A potência da Caatinga

Tião Alves transformou o semiárido em um laboratório de tecnologia popular e rural

Juliana Vaz Colaboração para Ecoa, de São Paulo (SP) Ricardo Labastier/UOL

"Nunca quis sair da Caatinga. Essa terra é uma universidade invisível, é cheia de riquezas. A seca vai existir porque é um fenômeno natural, não é possível lutar contra, mas sim se adaptar. E temos inúmeras soluções para isso.

Quem diz o contrário, eu posso lhe garantir, é a indústria da seca: a educação é importada, não é adaptada às realidades locais. As crianças e jovens aprendem que só em grandes cidades vão obter sucesso. Isso resulta no êxodo rural, que consequentemente agrava a pobreza e o desprezo pelo meio ambiente.

Nasci em 1962, no Rio Grande do Norte, mas hoje sou considerado cidadão de Arcoverde (PE). Eu tive e ainda tenho a oportunidade de ir para outra cidade. Mas as raízes aqui são profundas demais. Ficar e transformar o ambiente para melhor é um compromisso comigo mesmo."

Cerca de 27 milhões de pessoas vivem no semiárido brasileiro, uma área que abrange um terço do território nacional e atravessa nove estados: Piauí, Ceará, Rio Grande do Norte, Paraíba, Pernambuco, Alagoas, Sergipe, Bahia e Minas Gerais.

Filho de pequenos agricultores, Sebastião Alves cresceu sendo testemunha da devastação da seca. Ele cursou o ensino médio técnico em agroecologia em Pernambuco e sempre ouviu que, para prosperar, era preciso sair do Nordeste: o clima seco, a vegetação escassa e os habitantes do sertão - os sertanejos - eram o oposto do que o Brasil via (e ainda vê) como desenvolvimento.

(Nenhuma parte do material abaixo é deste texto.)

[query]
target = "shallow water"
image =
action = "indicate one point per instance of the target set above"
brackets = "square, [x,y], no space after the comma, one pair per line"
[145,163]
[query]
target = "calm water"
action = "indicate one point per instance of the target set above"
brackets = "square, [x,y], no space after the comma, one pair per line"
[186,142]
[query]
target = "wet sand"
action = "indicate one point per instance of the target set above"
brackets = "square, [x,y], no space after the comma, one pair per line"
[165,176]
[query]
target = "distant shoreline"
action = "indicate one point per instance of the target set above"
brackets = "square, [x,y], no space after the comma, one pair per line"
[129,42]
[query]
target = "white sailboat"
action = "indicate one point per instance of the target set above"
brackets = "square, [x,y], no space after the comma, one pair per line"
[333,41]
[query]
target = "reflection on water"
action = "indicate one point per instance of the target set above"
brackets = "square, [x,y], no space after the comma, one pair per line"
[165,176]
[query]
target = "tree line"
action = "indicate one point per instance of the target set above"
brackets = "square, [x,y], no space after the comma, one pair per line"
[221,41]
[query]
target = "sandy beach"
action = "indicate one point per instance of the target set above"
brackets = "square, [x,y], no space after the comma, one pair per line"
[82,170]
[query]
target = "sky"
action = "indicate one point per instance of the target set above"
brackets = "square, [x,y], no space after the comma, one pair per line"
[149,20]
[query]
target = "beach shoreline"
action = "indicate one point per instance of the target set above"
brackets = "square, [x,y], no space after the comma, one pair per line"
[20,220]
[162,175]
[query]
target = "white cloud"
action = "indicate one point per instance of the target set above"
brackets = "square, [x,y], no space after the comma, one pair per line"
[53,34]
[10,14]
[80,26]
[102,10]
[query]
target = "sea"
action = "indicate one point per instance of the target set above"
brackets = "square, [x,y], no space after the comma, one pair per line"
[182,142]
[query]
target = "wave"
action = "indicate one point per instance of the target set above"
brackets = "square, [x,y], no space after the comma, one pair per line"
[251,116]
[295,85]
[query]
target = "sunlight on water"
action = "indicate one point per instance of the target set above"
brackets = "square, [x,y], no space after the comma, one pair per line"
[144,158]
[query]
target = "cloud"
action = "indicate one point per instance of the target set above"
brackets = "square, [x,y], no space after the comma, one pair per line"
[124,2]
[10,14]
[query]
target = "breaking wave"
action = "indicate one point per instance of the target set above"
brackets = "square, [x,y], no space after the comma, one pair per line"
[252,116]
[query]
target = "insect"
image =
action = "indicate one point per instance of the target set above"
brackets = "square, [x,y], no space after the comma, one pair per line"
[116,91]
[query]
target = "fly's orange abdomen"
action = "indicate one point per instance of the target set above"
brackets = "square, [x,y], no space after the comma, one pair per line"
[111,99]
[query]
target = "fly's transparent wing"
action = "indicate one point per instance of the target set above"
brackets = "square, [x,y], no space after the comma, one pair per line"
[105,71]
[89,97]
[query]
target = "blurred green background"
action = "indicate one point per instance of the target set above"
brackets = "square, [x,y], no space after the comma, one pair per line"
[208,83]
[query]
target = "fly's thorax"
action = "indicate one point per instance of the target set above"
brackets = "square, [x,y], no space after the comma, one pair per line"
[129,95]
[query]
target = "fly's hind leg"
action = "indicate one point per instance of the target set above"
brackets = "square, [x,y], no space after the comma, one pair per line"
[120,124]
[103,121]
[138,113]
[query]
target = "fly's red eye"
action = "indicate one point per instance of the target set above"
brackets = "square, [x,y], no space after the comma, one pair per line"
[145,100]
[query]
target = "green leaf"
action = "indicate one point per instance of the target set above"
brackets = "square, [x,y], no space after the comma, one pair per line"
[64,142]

O sertão, o deserto árido brasileiro, não é um deserto; tem características predominantemente rurais, clima seco, vegetação seca e solo raso. Pouco valorizado, teve investimentos escassos do governo e nunca abrigou o ideal de desenvolvimento das cidades urbanas, mesmo no imaginário popular.

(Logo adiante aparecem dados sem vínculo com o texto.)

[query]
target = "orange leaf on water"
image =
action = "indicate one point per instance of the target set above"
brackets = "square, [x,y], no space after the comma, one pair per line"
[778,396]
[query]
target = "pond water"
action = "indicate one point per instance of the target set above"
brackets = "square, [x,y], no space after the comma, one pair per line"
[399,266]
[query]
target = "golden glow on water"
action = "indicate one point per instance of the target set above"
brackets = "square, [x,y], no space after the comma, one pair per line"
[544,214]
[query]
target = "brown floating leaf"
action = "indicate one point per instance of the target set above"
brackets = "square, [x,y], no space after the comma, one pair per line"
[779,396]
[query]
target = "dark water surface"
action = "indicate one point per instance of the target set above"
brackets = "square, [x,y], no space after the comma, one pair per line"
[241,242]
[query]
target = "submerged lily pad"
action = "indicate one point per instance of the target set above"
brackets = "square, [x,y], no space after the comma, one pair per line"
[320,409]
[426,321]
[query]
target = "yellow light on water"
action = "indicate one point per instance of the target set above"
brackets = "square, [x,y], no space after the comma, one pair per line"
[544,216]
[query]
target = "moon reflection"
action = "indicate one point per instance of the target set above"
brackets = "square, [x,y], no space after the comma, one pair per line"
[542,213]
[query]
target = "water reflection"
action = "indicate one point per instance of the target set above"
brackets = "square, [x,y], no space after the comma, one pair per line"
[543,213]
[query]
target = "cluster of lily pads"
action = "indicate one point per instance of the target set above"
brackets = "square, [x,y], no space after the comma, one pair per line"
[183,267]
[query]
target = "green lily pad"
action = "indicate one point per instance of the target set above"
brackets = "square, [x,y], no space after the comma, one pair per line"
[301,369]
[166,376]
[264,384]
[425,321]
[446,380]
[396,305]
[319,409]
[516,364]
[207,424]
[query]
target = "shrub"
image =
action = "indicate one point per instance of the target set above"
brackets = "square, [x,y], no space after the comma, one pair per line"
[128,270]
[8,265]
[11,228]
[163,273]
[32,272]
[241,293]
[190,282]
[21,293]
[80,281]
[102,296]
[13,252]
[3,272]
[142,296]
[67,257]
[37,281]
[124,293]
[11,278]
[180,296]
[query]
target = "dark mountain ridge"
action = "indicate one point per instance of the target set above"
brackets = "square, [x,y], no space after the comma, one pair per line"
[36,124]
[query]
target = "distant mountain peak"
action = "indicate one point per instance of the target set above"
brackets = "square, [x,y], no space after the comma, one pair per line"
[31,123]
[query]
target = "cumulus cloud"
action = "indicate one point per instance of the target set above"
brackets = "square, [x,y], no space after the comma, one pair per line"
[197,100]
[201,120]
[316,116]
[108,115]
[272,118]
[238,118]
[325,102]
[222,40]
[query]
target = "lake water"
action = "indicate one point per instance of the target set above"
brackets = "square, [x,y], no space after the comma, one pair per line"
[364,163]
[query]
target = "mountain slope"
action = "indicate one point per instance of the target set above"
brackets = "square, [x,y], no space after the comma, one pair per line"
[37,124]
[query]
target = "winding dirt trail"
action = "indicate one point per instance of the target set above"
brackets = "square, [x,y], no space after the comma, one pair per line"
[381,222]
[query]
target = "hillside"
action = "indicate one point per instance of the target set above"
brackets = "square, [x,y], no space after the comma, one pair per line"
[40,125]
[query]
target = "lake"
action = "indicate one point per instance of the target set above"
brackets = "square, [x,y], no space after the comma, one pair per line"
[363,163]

A região sofreu de 1979 a 1983 um grande período de seca. Enquanto muitos planejavam emigrar em busca de outra vida, Tião queria ajudar a família a encontrar maneiras de melhorar a produção agrícola. "Na época, eu com meus 20 anos, me incomodava, mas não entendia o porquê, não sabia que aquele discurso era alinhado aos interesses do mercado. A época era da divisão de Mato Grosso e Mato Grosso do Sul, as fazendas de gado, as plantações de cana, algodão e soja. Queriam a mão de obra barata dos sertanejos, que, se conseguiram lidar com a dureza da Caatinga, seriam fortes para enfrentar qualquer outro clima", conta.

Ali, começou a tomar forma em sua mente o entendimento de que as escolas que não eram adaptadas ao contexto regional. "Por que estamos estudando isso que não se aplica ao semiárido? Comecei a questionar a escola. Eu não entendia. Quando percebi isso, queria inverter a lógica".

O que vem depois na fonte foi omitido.